(Weish 2, 1a.12.17–20; Jak 3, 16–4,3; Mk 9, 30–37)
Liebe Schwestern und Brüder,
irgendwie beleuchten die Texte des heutigen Sonntags die Abgründe des menschlichen Herzens. Ich merke bei mir selbst, dass mir das irgendwie unangenehm ist. Natürlich versuche ich mir sofort einzureden, dass ich nicht so bin oder wenigstens nicht ganz so schlimm. Und ich entdecke all‘ diese Fehler leicht bei anderen. Aber auf seine Lebensfahnen zu schreiben, dass man Diener aller sein möchte, schafft noch keine Wirklichkeit. Es ist äußerst schwer für das Selbstbild des Einzelnen wie für eine Gemeinschaft, zuzugeben, dass unser praktisches Verhalten oft Mühe hat, mit unseren Bekenntnissen und Liebesschwüren Schritt zu halten. Da spricht Jesus von seinem gewaltsamen Ende und hätte sicher etwas Trost nötig gehabt. Aber seine Freunde wollen das nicht hören und beschäftigen sich damit, wer wohl der Wichtigste sei. Es ist gut und wichtig, dass Jesus dies zum angesprochenen Thema macht. Das Schweigen der Jünger ist verständlich, jedoch verhindert es Wachstum, Wandlung und Heilung.

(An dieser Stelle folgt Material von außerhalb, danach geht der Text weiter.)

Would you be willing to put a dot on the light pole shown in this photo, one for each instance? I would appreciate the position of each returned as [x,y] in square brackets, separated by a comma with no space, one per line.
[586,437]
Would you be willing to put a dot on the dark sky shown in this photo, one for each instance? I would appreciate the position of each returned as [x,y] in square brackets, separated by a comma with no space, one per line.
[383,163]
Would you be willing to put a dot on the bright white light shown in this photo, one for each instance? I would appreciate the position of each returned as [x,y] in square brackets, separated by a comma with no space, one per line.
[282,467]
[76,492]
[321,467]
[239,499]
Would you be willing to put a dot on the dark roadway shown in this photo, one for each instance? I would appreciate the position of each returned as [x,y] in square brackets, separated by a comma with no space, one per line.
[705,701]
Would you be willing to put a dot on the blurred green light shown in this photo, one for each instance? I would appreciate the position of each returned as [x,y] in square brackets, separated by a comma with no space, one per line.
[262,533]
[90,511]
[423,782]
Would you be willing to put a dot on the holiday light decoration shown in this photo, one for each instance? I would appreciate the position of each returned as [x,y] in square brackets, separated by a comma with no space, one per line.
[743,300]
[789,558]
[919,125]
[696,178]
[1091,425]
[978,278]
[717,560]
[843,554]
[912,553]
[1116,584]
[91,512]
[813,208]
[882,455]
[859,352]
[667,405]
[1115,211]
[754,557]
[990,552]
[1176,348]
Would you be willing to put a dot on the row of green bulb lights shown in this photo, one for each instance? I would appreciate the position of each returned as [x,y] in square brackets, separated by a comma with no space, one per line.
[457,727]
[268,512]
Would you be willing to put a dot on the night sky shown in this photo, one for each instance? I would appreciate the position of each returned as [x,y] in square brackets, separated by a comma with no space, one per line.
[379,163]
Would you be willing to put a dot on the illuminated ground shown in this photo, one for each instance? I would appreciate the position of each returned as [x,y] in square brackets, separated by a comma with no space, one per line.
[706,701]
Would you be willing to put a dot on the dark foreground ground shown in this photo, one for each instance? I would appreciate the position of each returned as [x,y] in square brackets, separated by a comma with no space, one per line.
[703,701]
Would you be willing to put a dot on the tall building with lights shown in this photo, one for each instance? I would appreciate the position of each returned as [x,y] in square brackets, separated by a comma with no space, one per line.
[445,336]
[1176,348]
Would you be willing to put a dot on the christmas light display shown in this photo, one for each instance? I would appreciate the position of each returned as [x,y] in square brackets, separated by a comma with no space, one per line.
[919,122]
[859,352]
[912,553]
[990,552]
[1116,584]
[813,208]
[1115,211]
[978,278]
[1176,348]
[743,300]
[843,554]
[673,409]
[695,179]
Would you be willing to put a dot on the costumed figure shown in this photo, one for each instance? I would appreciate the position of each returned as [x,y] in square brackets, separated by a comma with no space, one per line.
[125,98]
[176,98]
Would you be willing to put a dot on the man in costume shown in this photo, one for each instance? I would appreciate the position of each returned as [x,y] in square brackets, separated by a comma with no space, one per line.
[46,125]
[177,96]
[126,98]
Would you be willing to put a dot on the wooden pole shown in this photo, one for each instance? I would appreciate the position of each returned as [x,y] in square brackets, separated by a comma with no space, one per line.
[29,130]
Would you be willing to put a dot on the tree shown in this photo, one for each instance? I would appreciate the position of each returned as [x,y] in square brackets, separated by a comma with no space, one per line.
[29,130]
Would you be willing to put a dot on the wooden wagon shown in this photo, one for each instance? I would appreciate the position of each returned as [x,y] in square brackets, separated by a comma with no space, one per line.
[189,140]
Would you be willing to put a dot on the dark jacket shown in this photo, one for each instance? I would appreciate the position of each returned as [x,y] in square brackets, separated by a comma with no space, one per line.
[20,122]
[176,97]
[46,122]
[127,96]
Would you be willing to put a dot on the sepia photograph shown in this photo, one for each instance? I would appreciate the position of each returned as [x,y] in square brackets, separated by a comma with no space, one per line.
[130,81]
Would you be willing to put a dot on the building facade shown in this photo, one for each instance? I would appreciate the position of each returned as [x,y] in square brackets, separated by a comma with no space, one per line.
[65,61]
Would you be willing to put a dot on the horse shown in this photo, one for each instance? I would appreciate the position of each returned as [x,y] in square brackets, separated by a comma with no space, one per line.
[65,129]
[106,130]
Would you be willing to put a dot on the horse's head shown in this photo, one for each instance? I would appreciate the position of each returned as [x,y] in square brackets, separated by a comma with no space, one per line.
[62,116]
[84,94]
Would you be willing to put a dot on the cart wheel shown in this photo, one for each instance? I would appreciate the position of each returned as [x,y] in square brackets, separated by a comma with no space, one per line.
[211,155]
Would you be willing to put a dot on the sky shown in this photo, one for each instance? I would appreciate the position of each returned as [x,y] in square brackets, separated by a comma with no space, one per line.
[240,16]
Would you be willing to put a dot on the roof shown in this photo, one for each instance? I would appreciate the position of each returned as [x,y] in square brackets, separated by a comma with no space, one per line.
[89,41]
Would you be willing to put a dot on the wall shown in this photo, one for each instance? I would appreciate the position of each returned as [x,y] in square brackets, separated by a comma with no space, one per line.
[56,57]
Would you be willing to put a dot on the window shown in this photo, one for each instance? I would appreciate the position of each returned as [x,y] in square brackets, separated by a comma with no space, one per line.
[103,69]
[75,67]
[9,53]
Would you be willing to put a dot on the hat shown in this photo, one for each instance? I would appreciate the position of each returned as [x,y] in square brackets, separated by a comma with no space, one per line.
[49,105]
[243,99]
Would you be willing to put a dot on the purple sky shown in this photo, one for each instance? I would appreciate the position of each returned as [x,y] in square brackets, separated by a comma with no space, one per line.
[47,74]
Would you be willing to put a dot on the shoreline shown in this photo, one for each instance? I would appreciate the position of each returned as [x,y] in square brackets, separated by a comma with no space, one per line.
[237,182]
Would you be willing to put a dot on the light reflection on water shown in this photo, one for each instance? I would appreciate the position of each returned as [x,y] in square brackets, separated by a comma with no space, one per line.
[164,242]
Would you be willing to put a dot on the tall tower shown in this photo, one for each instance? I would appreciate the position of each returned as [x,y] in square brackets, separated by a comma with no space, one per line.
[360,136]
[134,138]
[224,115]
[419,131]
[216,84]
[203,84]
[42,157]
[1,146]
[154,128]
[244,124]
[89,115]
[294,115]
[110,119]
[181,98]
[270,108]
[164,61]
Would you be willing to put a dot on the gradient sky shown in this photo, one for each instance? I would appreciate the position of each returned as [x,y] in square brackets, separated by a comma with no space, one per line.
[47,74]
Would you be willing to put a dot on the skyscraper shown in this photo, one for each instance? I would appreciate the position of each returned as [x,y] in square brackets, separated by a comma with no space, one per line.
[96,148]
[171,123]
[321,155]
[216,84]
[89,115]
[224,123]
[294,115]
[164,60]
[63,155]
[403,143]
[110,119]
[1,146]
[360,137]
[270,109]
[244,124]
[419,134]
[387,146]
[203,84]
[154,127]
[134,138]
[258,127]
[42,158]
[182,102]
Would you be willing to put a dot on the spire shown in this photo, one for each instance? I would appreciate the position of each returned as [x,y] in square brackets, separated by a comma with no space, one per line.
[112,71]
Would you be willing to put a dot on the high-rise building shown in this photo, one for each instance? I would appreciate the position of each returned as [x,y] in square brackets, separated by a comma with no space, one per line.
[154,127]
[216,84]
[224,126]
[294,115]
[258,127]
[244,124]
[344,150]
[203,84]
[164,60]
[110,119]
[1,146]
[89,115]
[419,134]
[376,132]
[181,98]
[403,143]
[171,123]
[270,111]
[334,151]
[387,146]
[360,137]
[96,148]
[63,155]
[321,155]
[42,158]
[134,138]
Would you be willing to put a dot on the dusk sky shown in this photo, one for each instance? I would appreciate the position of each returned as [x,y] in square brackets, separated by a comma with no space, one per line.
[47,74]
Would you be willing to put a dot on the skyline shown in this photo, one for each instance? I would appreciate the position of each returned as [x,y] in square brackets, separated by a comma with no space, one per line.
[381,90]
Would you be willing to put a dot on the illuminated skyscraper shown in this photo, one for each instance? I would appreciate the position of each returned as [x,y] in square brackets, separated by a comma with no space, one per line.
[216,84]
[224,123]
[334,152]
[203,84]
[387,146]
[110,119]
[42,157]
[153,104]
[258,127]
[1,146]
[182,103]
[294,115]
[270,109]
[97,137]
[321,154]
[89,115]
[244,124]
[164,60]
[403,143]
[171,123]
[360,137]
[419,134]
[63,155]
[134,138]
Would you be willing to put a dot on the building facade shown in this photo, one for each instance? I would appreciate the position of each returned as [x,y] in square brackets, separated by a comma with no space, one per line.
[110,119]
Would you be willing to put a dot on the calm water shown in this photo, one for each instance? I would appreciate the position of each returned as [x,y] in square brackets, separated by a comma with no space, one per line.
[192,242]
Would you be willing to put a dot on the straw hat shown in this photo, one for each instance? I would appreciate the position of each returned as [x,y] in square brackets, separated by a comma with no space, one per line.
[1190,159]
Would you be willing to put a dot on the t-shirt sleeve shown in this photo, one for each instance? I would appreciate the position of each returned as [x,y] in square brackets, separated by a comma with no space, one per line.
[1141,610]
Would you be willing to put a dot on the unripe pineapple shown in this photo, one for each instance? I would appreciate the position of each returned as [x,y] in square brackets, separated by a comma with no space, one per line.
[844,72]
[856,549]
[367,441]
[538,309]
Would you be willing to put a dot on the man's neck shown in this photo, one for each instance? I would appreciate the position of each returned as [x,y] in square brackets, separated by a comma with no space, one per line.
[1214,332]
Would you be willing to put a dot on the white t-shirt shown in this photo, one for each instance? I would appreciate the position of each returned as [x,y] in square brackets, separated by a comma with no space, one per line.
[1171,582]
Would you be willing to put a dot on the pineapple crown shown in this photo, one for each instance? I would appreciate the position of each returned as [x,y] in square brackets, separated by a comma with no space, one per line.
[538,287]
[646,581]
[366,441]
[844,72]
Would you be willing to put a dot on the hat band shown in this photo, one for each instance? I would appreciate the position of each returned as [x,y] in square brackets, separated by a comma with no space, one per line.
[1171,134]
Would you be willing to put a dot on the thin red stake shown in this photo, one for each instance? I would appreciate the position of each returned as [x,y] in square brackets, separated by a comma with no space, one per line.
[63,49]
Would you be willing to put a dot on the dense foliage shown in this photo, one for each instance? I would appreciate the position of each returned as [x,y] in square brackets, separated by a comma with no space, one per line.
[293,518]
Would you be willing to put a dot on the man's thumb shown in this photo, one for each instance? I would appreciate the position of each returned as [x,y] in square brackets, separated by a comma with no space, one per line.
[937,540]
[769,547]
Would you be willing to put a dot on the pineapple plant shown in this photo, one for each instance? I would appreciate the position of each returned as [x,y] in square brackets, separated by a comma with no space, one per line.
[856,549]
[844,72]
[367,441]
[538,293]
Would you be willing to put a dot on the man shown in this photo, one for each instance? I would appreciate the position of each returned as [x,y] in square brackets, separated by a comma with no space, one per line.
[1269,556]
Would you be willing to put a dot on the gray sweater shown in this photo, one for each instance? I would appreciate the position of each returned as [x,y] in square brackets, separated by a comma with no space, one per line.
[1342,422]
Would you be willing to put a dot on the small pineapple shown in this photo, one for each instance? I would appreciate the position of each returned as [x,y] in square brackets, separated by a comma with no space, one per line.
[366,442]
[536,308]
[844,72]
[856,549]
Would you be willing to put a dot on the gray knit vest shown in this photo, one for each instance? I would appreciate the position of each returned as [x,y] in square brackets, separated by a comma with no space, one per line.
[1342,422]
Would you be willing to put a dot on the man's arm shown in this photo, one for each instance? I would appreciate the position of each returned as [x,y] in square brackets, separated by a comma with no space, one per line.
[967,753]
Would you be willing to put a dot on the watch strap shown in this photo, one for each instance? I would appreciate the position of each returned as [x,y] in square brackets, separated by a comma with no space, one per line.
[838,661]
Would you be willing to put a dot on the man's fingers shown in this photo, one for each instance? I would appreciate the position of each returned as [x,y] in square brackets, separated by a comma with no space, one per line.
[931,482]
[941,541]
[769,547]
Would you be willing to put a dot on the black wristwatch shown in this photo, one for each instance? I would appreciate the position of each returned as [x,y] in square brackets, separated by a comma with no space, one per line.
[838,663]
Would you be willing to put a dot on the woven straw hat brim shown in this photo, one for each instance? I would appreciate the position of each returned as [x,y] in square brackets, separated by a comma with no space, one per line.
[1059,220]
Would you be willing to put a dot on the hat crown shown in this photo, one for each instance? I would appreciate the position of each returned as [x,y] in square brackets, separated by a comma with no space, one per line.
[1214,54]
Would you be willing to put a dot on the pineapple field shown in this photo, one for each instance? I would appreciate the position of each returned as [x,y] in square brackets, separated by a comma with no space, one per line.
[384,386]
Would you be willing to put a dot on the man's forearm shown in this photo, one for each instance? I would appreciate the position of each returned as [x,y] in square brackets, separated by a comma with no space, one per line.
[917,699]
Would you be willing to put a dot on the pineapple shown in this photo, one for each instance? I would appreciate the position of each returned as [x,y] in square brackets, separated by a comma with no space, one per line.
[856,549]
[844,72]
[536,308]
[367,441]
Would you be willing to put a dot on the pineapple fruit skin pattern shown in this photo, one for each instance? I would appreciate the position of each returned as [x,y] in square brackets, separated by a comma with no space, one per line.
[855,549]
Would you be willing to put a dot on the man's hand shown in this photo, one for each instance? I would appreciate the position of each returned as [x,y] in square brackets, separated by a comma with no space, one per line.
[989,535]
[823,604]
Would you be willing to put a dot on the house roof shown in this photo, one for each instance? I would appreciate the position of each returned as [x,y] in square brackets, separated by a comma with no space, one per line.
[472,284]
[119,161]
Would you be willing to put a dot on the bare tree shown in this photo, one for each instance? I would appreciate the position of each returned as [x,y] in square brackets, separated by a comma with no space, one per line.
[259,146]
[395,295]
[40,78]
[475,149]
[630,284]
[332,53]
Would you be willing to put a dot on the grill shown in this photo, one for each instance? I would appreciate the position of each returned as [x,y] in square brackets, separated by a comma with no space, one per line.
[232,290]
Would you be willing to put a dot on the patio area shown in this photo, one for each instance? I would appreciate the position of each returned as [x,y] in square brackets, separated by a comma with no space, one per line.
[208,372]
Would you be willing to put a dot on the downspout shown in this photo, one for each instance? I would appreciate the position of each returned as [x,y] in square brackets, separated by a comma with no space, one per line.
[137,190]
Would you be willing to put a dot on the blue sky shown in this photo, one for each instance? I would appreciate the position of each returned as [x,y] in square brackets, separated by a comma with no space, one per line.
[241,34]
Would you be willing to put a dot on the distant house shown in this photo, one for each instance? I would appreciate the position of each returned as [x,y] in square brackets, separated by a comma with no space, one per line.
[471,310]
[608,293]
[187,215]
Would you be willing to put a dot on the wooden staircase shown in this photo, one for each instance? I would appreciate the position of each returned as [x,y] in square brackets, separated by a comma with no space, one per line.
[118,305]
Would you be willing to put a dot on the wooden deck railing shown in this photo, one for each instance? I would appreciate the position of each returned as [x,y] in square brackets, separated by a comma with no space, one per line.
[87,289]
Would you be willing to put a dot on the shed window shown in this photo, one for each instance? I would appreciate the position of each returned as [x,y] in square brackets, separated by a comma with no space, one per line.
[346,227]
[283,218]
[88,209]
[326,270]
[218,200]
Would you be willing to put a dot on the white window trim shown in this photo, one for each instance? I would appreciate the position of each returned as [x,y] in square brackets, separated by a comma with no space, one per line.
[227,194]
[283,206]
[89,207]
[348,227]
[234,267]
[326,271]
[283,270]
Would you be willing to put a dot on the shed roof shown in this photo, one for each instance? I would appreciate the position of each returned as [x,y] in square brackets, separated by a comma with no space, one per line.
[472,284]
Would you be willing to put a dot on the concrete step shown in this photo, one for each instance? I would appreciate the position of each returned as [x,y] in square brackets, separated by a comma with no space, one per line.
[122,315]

Was Jesus dann sagt, widerspricht wieder so sehr dem menschlichen Empfinden, dass es fast unmöglich ist, so zu leben. Wenn wir aber ein menschliches Miteinander wollen, das geprägt ist von Wertschätzung und der Achtung voreinander, dann muss aller Größenwahnsinn ein Ende haben, alle jene Machtspielchen, die sich gerne hinter durchaus guten Anliegen oft verbergen. Wenn Jesus das Sakrament des Kindes einsetzt, dann tut er das nicht nur aus Liebe zu den Kindern, sondern vor allem aus Sorge um die Ausgewachsenen, die ihre besten Lebensenergien oft dafür verschwenden, den Schein und nicht das Sein zu pflegen. Kinder sind bedürftige und verletzliche Wesen. Sie zeigen und erinnern uns daran, dass Bedürftigkeit und Verletzlichkeit zum Menschsein gehören. Denn darum geht es doch: Menschwerdung zu ermöglichen. Wer sich mit Gottes Hilfe darum bemüht, wird nicht nur Kinder in ihrer verletzlichen Würde ehren, achten und lieben, sondern vor allem auch sich selber und das uns alle innewohnende Geheimnis Gottes. Das schier Unglaubliche ist doch, dass das Geheimnis Gottes in der Annahme unserer eigenen Bedürftigkeit und Verletzlichkeit zu Hause ist. Wo dies Wunder und diese Wandlung geschieht, da kehrt innerer Friede und Gelassenheit ein, da ist das Miteinander geprägt von Wertschätzung und dem Bemühen, nicht eine Größe zu leben, die andere klein, sondern groß macht. Gott jedenfalls hat das so gemacht und macht das immer wieder. Wer ihn sucht, der sollte nicht vor seiner Bedürftigkeit und Verletzlichkeit davonlaufen, sondern gerade darin den bedürftigen Gott finden. Und diese großartige Botschaft lehren uns vor allem unsere Kinder, die immer all‘ unsere Liebe und unseren Respekt verdienen. Das wollte Jesus seinen „großen“ Jüngern ans Herz legen, als er ein „kleines“ Kind in ihre Mitte stellte. Amen.